Islam disuarakan dengan Al-Hikmah (kebijaksnaan) dan kebaikan, sedangkan “laku normatif” dikonotasikan “kaku, keras, dan ideologis”. Islam yang secara definisi praksis adalah “agama”, apakah memiliki persandingan yang sesuai jika “tutur perilakunya” diseret pada kepentingan normatif (ideologi politik). Kajian kebudayaan mengatakan, agama bukanlah alat kepentingan kelompok atau personal apalagi dijadikan will to power (kehendak berkuasa), tidak.
Hukum ilmiahnya, pemahaman normatif tentu menyudutkan pemahaman kesempitan berpikir. Ada seruan Al-Qur'an menegaskan, La ikhraha Fiddin. Tidak ada paksaan dalam memeluk agama, selanjutnya karena Allah tahu mana yang benar dan salah. Kalau ayat ini ditafsirkan pada penafsiran normatif akan memunculkan “walaupun tidak ada paksaan namun Islamlah sebenar-benarnya agama, oleh karena itu akidah harus dimurnikan”.
Padahal, jika ayat ini kita tafsirkan dalam pengertian yang oprasional maka ayat ini akan menjadi sihir perdamaian kebangsaan, kebudayaan, dan keanekaragaman. Dan tentu Islam akan menjadi potret positif dalam sistem sosial yang tentram.
Tafsir oprasionalnya adalah tak ada paksaan bagi siapa saja untuk memeluk agama, bergaul, bersosialisai, berpolitik, berbudaya, dan bersuku. Karena sesungguhnya kebenaran dan kesesatan akan nampak terlihat jelas pada sisi-sisi ketidaksesuaian.
Di sinilah pentingnya kita mendewasakan interpretasi, bukan mengkerdilkan analisis. Paradigma kebangsaan, paradigma keagamaan, dan paradigma kebudayaan bukan “pengecualian”. Melainkan norma sosial dalam keselarasan alam. Menerima bukan berarti mengikuti, menyalahkan bukan berarti memenjarakan, dan menyesatkan bukan berarti menenggelamkan.

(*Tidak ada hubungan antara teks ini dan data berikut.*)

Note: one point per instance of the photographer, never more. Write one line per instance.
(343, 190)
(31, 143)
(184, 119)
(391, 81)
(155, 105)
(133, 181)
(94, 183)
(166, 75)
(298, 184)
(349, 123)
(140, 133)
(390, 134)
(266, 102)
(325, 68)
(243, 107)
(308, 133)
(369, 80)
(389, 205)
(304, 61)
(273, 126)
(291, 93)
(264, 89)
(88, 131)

Semua ini adalah proses menuju pada keabadian sejati. Janganlah, kelas sosial yang awalnya hanya kelas borjuis dan ploretar, kelas penindas dan tertindas, lantas digantikan menjadi kelas surga dan neraka. Sungguh surga adalah milik kita semua, begitu pun dengan neraka.
Penulis adalah Dewan Pengasuh Pondok Pesantren Darussa’adah Kebumen, Jawa Tengah.